SsssssssssssssssssssssssstZACK!!

Jan-Peter schrie auf. Das war der gemeinste bisher.

"F...f...fuenf!!"

SsssssssssssssssssssssstZACK!!!

"AAAAAUHUUUUUUU!!! SECHS!!"

Der Hintern ein Flammenmeer. Ein halbes Dutzend - mehr hatte er noch nie bekommen. Wilde Hoffnung, heilloses Schluchzen.

Der Vater betrachtete sein Erziehungswerk. Die roten Spuren auf dem gezuechtigten Knabengesaess erregten ihn ueber die Massen. Er konnte nichts dagegen tun. O Gott, was war nur mit ihm los? Wenn er einen seiner Soehne auf diese Weise bestraft hatte, war der Verkehr mit seiner Frau abends doppelt so schoen. Er brauchte sich nur das Bild eines verstriemten Hinterteils vor Augen zu fuehren, um stahlhart seinen Mann zu stehen. Manchmal hasste er sein eigenes Spiegelbild. Niemand auf der Welt schien aehnliche Empfindungen zu haben wie er. Weg mit solchen Gedanken, nur weg damit!

"Auf! Ab in dein Zimmer und sofort ins Bett. Zwei Wochen Stubenarrest. Euch Bengels werde ich die Faulheit noch austreiben.
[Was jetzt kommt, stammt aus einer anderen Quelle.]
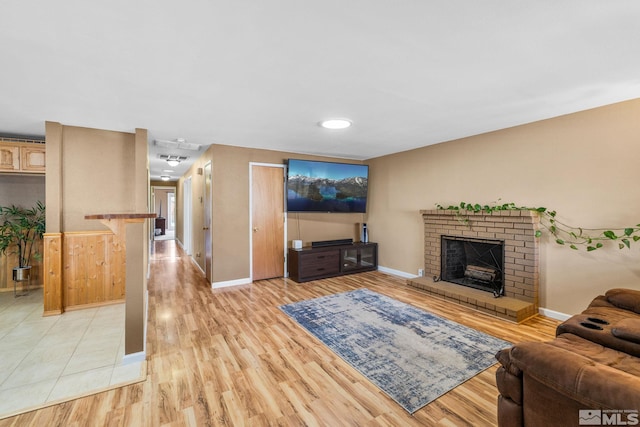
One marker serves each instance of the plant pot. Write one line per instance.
(21, 274)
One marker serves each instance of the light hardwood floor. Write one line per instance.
(231, 357)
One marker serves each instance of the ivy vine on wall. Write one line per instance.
(590, 239)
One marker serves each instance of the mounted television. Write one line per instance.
(314, 186)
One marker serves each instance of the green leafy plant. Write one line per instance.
(574, 237)
(19, 230)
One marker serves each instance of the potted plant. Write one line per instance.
(20, 228)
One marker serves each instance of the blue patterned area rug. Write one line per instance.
(410, 354)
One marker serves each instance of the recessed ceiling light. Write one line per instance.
(335, 123)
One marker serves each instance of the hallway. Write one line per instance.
(230, 357)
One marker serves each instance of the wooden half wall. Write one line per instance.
(84, 269)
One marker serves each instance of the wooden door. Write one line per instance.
(267, 221)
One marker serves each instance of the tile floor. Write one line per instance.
(47, 360)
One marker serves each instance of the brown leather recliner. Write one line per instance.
(591, 369)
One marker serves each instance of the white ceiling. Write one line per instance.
(263, 73)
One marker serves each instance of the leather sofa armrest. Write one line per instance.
(627, 299)
(592, 384)
(627, 329)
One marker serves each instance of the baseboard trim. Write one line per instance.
(140, 356)
(227, 283)
(553, 314)
(396, 272)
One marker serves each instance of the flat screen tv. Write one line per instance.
(314, 186)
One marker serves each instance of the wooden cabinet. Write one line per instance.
(317, 263)
(22, 157)
(32, 158)
(9, 158)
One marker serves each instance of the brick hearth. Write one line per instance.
(517, 229)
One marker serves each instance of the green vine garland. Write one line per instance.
(590, 238)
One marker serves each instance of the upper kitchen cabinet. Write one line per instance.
(22, 156)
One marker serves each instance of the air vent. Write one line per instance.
(180, 145)
(172, 157)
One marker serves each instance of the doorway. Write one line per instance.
(267, 221)
(186, 216)
(207, 223)
(164, 206)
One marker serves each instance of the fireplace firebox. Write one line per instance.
(472, 262)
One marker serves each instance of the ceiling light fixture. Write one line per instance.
(335, 123)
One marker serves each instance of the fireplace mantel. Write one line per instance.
(517, 229)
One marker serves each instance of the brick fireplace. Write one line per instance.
(516, 229)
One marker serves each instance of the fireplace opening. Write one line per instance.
(477, 263)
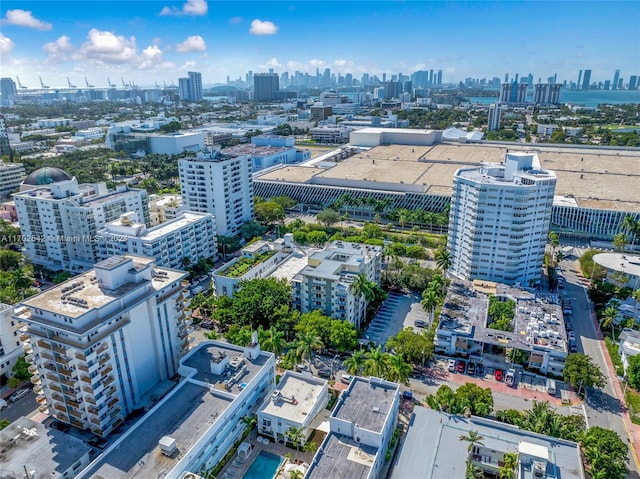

Und wenn ich euch jeden Tag den Hintern gruen und blau hauen muss."

Als der Junge seine Schlafanzughose ueber das schmerzende Hinterteil zog, dachte er mit Schaudern daran, dass am naechsten Tag Sportunterricht auf dem Stundenplan stand. Wenn er nicht aufpasste, wuerden alle seine Striemen sehen. Verdammte Faulheit, verdammter Rohrstock! Immer noch leise schluchzend, legte er sich baeuchlings auf das Bett. Draussen in der Fruehabendsonne spielten die Nachbarskinder Fussball. Es war 18 Uhr.